The person who wins the most rounds becomes the overall winner. So, enjoy playing and aim for those victories in Bunco.
Necessary Supplies for a Fun Bunco Game
- A set of 12 dice (3 per table), or consider a more elaborate bunco game set if you prefer.
- Whether you create your own or purchase a pack of 100 bunco scorecards, twelve scorecards are available on Amazon.
- Twelve pencils; add some enjoyment with themed pencils.
- Three table markers; choose a playful dice-themed version.
- One bell for the main table, whether it’s a handbell or a table bell.
- Travelling Bunco is a great prize for the final bunco winner; consider a dice bunco traveller to be worn around the neck.
- Bunco prizes, explore some suggested options.
- Themed plates and napkins, along with wine glasses and tumblers.
- Bunco apparel such as shirts, dice earrings, and a whimsical bunco hat will bring some extra fun to the event.
Why Bunco is Ideal for Families and Groups
Simple Gameplay: Playing Bunco is straightforward, much like bingo. It’s based on luck, making it accessible to everyone without requiring special skills.
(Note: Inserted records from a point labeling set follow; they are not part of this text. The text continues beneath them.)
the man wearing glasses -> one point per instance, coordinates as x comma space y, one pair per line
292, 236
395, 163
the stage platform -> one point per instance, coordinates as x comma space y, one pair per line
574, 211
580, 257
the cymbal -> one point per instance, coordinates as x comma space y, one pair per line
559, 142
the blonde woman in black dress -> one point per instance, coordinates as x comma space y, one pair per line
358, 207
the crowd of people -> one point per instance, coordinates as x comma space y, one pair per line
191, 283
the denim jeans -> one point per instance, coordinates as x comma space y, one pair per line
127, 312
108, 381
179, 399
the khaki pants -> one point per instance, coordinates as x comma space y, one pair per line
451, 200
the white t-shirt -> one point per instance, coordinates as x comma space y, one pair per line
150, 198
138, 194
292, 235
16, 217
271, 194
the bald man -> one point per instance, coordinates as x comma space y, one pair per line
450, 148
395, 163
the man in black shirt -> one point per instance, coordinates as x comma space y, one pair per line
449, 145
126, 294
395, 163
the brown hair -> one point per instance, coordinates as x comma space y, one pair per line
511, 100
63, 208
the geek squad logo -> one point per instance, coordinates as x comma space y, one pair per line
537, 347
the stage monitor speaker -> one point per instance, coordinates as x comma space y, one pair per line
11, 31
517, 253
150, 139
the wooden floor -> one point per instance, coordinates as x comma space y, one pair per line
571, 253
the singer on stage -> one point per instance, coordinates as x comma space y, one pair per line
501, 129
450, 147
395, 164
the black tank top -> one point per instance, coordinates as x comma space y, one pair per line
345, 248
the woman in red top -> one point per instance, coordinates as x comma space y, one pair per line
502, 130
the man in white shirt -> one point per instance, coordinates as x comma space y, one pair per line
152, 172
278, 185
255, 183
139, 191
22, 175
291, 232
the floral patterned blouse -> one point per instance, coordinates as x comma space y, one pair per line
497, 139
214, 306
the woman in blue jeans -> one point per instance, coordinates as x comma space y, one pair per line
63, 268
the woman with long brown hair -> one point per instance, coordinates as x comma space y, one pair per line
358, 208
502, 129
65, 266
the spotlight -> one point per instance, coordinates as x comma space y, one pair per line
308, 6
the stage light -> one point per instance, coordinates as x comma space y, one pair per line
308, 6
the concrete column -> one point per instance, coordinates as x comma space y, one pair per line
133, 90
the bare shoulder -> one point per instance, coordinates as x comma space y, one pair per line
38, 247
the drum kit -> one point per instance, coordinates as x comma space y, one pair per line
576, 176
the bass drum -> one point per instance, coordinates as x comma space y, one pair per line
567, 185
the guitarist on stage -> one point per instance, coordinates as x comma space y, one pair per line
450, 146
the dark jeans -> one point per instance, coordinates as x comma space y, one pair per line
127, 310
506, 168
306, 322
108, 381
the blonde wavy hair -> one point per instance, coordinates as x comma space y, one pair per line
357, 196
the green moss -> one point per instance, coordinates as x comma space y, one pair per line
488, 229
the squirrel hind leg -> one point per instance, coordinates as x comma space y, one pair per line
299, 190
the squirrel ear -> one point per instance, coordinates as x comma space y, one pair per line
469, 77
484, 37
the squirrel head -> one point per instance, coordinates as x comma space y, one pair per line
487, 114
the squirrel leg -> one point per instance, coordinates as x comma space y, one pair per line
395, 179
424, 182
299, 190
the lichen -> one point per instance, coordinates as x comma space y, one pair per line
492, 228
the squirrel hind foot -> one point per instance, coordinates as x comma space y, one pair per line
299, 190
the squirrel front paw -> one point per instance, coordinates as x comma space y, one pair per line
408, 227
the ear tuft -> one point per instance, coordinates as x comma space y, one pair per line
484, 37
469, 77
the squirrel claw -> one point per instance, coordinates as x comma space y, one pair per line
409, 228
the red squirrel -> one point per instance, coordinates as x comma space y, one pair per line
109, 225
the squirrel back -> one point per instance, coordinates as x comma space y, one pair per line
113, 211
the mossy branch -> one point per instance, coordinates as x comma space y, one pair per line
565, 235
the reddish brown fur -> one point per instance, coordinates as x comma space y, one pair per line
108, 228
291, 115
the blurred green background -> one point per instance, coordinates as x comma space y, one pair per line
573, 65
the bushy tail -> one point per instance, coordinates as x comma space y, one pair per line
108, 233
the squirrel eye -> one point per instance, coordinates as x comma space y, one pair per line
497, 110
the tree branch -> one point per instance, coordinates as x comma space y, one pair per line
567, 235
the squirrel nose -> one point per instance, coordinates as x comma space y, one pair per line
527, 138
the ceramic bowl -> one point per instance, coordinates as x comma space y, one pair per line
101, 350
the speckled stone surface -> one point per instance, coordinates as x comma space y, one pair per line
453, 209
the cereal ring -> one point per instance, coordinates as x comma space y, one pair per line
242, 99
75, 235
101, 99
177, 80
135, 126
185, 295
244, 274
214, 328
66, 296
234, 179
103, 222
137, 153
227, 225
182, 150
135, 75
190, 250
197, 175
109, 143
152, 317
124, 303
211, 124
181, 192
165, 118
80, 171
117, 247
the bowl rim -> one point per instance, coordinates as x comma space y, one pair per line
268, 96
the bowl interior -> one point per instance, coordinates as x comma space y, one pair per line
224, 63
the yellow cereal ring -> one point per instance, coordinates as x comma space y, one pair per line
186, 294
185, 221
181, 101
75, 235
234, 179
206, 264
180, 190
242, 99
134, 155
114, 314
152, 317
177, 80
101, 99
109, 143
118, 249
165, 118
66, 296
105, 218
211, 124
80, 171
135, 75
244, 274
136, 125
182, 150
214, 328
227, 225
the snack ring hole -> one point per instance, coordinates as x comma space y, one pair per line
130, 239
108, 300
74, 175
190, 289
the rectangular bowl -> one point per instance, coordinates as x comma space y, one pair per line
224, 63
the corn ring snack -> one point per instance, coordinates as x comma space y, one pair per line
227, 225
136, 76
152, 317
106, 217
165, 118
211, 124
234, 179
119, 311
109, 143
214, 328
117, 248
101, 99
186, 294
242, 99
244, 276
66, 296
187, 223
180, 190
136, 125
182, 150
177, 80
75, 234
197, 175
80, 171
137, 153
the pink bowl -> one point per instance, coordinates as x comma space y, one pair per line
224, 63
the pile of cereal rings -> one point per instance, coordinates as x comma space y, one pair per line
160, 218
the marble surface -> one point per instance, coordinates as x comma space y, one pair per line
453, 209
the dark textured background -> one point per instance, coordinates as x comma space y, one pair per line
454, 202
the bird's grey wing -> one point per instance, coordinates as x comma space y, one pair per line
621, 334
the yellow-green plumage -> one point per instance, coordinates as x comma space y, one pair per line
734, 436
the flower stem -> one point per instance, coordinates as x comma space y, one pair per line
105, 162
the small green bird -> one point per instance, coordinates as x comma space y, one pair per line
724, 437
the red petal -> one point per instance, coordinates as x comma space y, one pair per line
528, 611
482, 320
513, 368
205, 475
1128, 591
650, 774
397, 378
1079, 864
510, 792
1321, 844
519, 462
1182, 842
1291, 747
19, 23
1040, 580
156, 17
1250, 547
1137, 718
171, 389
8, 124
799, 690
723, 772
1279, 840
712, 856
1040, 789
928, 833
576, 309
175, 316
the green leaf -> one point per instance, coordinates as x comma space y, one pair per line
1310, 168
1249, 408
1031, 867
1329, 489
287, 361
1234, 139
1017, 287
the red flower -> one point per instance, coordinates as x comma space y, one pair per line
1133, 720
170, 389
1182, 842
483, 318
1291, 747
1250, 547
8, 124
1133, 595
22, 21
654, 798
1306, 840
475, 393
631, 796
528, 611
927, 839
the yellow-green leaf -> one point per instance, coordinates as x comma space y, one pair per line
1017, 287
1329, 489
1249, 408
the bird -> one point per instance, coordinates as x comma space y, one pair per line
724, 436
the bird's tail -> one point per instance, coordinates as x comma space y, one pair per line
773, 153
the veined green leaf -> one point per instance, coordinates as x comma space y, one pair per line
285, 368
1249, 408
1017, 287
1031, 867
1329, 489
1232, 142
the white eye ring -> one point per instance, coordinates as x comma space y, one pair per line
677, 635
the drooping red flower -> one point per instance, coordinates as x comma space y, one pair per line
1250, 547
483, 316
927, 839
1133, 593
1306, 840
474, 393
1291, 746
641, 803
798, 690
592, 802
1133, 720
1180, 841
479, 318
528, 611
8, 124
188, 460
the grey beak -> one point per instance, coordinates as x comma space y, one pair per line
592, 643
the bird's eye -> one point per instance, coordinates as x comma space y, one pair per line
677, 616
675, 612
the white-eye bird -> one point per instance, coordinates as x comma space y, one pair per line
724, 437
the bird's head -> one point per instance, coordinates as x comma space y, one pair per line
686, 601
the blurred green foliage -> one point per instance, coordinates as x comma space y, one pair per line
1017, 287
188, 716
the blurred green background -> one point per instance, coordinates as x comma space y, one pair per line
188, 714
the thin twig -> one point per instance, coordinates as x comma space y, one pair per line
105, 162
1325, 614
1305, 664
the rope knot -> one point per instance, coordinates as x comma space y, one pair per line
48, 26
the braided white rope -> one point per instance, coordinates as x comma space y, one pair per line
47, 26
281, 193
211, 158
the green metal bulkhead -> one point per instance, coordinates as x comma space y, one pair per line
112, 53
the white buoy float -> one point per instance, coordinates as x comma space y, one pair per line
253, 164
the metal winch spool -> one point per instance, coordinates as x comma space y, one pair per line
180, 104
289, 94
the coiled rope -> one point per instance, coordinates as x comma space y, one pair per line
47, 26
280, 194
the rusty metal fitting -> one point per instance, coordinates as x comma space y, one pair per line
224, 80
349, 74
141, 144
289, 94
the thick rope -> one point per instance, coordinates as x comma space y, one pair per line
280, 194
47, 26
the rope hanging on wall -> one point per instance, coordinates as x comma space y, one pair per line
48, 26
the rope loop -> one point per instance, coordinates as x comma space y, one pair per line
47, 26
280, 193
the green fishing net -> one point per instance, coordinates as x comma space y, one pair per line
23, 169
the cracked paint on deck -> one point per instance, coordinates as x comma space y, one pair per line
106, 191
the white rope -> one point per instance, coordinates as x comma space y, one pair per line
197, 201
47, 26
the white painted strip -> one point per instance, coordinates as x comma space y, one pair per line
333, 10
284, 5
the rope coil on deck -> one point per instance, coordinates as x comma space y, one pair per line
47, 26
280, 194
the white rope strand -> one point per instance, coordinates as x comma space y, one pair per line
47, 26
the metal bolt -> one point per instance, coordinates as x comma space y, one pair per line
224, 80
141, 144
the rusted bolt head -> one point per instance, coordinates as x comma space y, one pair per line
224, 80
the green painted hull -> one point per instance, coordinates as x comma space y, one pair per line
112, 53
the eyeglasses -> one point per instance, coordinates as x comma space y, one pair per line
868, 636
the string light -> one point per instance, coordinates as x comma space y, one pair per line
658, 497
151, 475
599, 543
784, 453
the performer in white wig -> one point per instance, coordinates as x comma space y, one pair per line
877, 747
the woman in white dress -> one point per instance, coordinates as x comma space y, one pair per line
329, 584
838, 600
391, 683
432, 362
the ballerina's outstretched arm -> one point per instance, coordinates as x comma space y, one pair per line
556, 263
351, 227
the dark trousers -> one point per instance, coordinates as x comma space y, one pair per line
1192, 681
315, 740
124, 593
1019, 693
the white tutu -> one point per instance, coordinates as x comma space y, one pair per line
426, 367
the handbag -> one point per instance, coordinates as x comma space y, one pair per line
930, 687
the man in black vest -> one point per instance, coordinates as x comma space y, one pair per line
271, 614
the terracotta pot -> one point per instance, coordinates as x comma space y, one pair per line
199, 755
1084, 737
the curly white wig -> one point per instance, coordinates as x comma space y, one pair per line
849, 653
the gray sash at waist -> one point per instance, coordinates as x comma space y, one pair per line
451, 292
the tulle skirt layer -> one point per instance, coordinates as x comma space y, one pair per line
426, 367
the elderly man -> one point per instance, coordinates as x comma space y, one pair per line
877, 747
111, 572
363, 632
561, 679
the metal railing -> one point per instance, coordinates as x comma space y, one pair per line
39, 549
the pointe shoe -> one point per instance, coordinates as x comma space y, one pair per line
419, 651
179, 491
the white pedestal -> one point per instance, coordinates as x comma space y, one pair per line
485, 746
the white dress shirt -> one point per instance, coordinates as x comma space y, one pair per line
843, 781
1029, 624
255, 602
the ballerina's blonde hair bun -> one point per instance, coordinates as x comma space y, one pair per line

Enjoyable Experience: Bunco offers a lively and dynamic game with constantly changing tables. The atmosphere is filled with excitement, including the sound of rolling dice, people engaging in conversation, and the joyous shouts of BUNCO.
Minimal Skill Requirements: Basic math skills such as counting, simple calculations, and taking turns are the only prerequisites for enjoying Bunco. It’s a game that everyone can easily participate in.
Inclusive for All Ages: Bunco caters to individuals aged four and above, ensuring it’s a delightful and inclusive activity suitable for families and groups.
How Long Does a Game of Bunco Last?
If you decide to play a three-set Bunco game, it usually takes around 2 hours. This time includes 1.5 hours of playing the game and 30 minutes for setting up and cleaning up. So, get ready for an enjoyable two-hour Bunco experience.
How To Play Bunco
Step 1: Setting Up Groups of Players
To learn how to play Bunco:
- Start by gathering 12 players and dividing them into groups of 4.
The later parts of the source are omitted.